There seems to be no respite in sight. Deutsche Bank said it expected the rupee to touch 70 against the dollar in a month or so. However, it expects a revival by end of year.
“We continue to believe that fundamentally the rupee is undervalued and has overshot its equilibrium level substantially, but as numerous episodes of past currency crises have amply demonstrated, under a scenario of deep pessimism, currencies can overshoot substantially and remain so for a long time,” economists at the bank wrote in the report.
The BSE Sensex and the Nifty ended at the lowest close since September 2012, down about 700 points from the day’s high. While the Sensex shut shop at 17905, down 340points, the Nifty closed down 98 points at 5302. The Sensex is down more than 7 percent so far this month.

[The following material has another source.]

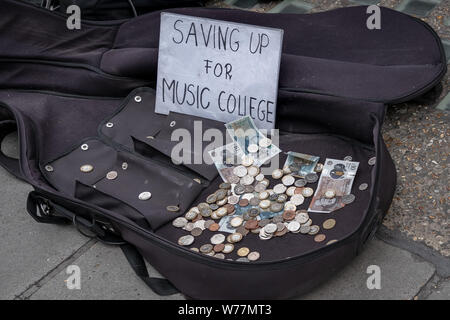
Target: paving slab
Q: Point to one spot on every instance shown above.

Here are ten things you need to know about why the currency has depreciated despite RBI measures  
• Last week, RBI restricted how much Indian citizens and companies can invest abroad to reduce pressure on the rupee, while targeting the current account deficit by banning imports of gold coins and medallions among other measures.
Reuters
Reuters
• The RBI also eased some of the rate limits for deposits targeted at non-resident Indians (NRIs), though that is also seen as unlikely to attract inflows in the near term given that NRI deposits have seen net withdrawals of $1.1 billion in May and June, according to DBS.
• Efficacy of the steps remains in doubt, given outflows have already been declining this year and that they ultimately do not address the need to attract overseas investments to narrow a current account deficit that hit a record 4.8 per cent of gross domestic product in the year ended in March.

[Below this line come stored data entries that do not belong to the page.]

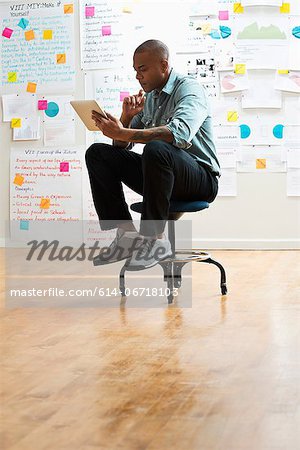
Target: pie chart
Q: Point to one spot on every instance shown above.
(52, 110)
(278, 131)
(296, 32)
(245, 131)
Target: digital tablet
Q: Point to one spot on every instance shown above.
(84, 110)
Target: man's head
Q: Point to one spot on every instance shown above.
(151, 63)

• Instead, traders fear the capital restrictions could adversely impact company profits and could lead to stronger capital restrictions that would scare off foreign investors at a time when the expected tapering of US monetary stimulus is already creating uncertainty in emerging markets.
•  The intensity of the fall is surprising but the fall in itself was not surprising, said Sanjay Dutt of Quantum Securities. “Some of the measures taken by the RBI etc, haven’t seemed to have gone down well with the market participants who feel they are very inward looking and retrograde in a manner,” he told CNBC-TV18.

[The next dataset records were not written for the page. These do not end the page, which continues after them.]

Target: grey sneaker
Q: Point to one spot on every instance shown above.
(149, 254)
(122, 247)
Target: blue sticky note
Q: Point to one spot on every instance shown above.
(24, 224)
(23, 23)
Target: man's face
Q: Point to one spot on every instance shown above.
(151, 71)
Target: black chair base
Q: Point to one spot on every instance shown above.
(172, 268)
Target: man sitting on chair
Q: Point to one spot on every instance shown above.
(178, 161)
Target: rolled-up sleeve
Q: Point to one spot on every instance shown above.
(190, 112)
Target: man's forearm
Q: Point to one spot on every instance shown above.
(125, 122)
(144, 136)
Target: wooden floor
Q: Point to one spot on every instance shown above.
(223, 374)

•  ”The steps taken so far only target residents, but if this raises expectations that they could potentially resort to capital controls targeted at non-residents, that could have adverse near-term implications for capital flows,” HSBC’s Chief economist for India and ASEAN Leif Eskesen said.
“It will, therefore, be critical to tread very carefully when it comes to capital controls, to anchor expectations, and also not use it as a substitute for more appropriate and effective measures,” Eskesen said in a note to clients,” he added.
• A Reuters poll showed short positions in the Indian rupee have hit the highest in two months amid sustained doubts over policymakers’ ability to stabilise the currency.  Measures to restrict capital outflows come as overseas investments from India had already been on the wane, averaging a monthly $400 million in the first half of the year from $710 million in 2012, according to DBS data.
•  To prop up the rupee in the near-term, markets would need assurances that India can attract foreign flows in an increasingly difficult global environment. Foreign investors have sold a net $11.6 billion of Indian debt and equities since late May.
•  The government has also raised import taxes on gold and silver in an attempt to narrow the burgeoning current account deficit. The import duty on gold was hiked to a record 10 percent, the third such increase in eight months, while duty on silver was hiked from 6 percent to 10 percent. The excise duty on gold bars was hiked to 9 per cent from 7 percent. The hike in duties came after Chidambaram said the government was looking to contain gold imports at 850 tonnes this fiscal year, after imports of 950 tonnes last year. However, as Firstpost said earlier, Chidambaram may be forced to introduce more curbs on gold  if the 850-tonne limit is to be adhered to.
During the first quarter, global demand for gold fell 12 percent to 856.3 tonnes against 974.6 tonnes in the corresponding period last year. But in India consumer demand for gold in India jumped 71 percent to 310 tonnes, compared with 181.1 tonnes in the year-ago period despite repeated increases in import and excise duties by the government this year.